Орлад понял, что дал правильный ответ, потому что в ушах у него зашумело, и пол вдруг оказался перед ним, когда бог его отпустил. Он услышал, как довольно далеко от него упали меч и топор.
ГЛАВА 3
Салтайю Храгсдор называли Королевой Теней — это помимо прочих, менее лестных имен. Ее происхождение было загадкой, и никто не знал, сколько ей лет. Ее очень боялись, поскольку ходили слухи, что она Избранная Ксаран, и Древнейшая наделила ее жутким могуществом. Не вызывало сомнений, что всякий, кто выступал против нее, умирал.
Королева Теней… Темная королева. В течение пятнадцати лет она была регентом своего брата, лорда крови Стралга, дожидаясь его возвращения из Флоренгии. В пятнадцатый раз весна открыла перевал, и распоряжения Стралга полетели с бесчисленными почтовыми колесницами из Трайфорса в Бергашамм, а затем на быстрых кораблях в Скьяр. Салтайя передавала приказы, как всегда делая вид, что они поступают от ее мужа, сатрапа Эйда.
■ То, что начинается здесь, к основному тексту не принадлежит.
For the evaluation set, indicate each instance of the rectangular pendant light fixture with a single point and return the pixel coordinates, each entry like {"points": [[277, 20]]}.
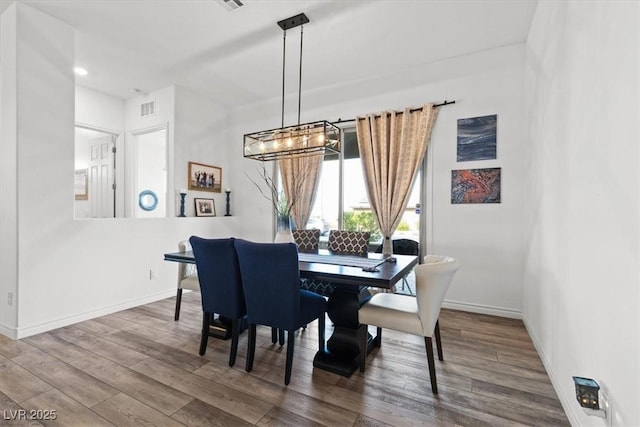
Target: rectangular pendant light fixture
{"points": [[308, 139]]}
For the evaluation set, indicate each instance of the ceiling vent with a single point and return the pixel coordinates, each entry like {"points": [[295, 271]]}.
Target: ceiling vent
{"points": [[147, 109], [230, 5]]}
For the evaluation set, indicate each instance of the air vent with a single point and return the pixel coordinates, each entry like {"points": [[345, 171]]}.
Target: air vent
{"points": [[147, 109], [230, 5]]}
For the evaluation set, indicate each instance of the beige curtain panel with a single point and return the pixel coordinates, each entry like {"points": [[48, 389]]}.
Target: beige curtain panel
{"points": [[300, 179], [392, 145]]}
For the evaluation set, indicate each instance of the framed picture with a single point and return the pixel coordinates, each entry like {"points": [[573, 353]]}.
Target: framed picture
{"points": [[205, 177], [81, 185], [475, 186], [205, 207], [477, 138]]}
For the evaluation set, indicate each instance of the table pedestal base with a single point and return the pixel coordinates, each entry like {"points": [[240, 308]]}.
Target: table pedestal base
{"points": [[221, 327], [342, 355]]}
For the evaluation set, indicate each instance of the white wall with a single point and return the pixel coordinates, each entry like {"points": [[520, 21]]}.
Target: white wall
{"points": [[66, 270], [581, 282], [488, 238], [8, 171], [205, 125]]}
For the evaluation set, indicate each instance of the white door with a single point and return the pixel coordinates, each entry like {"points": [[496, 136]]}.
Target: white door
{"points": [[101, 176]]}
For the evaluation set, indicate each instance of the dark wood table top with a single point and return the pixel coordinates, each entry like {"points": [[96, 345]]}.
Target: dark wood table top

Лучше всего она чувствовала себя после наступления темноты, но в Скьяре многие не любили дневной свет. Дни становились невыносимыми, воздух в каньоне напоминал тяжелое одеяло из шерсти архара, неподвижный и густой, даже на ее любимой террасе высоко над рекой. Накидка из черного полотна облепила тело; головной убор пришлось сбросить. В комнате у нее за спиной, на полу, каждый под своей лампой, сидели писари и деловито водили палочками по глиняным дощечкам, проливая пот на выложенный плиткой пол. Тяжелые шторы закрывали двери, отрезая свет.